Biomedical Optics Express
|September 14, 2020
Summary
This study introduces a deep learning method using digital holographic microscopy to identify cells and diagnose diseases by analyzing cell behavior over time. The approach accurately distinguishes cell types and detects sickle cell disease.
Area of Science:
- Biomedical Engineering
- Computational Biology
- Microscopy
Background:
- Accurate cell identification and disease diagnosis are crucial in healthcare.
- Traditional methods often struggle with morphologically similar cells or subtle disease indicators.
- Digital holographic microscopy offers high-resolution, label-free imaging of live cells.
Purpose of the Study:
- To develop and validate a deep learning strategy for cell identification and disease diagnosis.
- To leverage spatio-temporal information from digital holographic microscopy for enhanced classification.
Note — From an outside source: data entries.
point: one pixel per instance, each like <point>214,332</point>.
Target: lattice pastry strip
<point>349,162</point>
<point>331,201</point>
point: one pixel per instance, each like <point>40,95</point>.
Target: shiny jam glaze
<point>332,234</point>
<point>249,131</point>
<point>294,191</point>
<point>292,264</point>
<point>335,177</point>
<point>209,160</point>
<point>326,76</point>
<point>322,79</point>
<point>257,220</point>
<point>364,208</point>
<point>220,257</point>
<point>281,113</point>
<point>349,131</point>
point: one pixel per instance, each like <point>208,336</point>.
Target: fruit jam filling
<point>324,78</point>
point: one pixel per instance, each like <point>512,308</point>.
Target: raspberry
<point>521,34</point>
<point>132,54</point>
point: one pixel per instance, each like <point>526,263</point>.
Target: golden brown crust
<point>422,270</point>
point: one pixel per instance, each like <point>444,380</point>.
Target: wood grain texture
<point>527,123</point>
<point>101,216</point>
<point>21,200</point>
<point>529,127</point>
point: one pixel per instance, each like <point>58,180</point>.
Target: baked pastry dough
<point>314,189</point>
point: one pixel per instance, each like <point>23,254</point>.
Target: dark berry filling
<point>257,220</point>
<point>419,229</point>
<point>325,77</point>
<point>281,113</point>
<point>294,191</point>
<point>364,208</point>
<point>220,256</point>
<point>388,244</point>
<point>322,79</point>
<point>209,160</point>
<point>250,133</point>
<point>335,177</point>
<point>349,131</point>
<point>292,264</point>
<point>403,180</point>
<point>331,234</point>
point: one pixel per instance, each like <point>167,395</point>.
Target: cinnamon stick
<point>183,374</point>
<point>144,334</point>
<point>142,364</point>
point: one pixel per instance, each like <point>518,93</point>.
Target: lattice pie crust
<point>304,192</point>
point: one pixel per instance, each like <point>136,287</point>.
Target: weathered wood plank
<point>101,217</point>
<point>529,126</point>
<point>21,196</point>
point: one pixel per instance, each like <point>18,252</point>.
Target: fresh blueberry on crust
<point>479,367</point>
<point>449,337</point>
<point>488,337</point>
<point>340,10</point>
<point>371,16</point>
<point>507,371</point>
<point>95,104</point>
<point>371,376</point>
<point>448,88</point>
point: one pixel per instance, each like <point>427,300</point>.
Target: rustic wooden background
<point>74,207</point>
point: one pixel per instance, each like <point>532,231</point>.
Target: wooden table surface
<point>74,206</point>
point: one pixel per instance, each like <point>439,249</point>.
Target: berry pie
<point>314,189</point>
- To demonstrate the system's efficacy in distinguishing similar cell types and detecting human red blood cell diseases.
Main Methods:
- Utilized shearing digital holographic microscopy for video-rate data acquisition of live cells.
- Extracted features from reconstructed phase profiles of segmented cells.
- Employed a recurrent bi-directional long short-term memory (Bi-LSTM) network for spatio-temporal analysis and classification.
- Applied the method to differentiate cow and horse red blood cells and diagnose sickle cell disease in human red blood cells.
Main Results:
- Successfully identified and classified cells based on their dynamic behavior.
- Achieved improved diagnostic performance compared to conventional machine learning methods for sickle cell disease detection.
- Demonstrated accurate classification at both cellular and patient levels.
Conclusions:
- Deep learning combined with digital holographic microscopy provides a powerful tool for cell identification and disease diagnosis.
- The spatio-temporal analysis of cell behavior offers novel insights for biomedical applications.
- This represents a pioneering application of deep learning for cell analysis using digital holographic microscopy.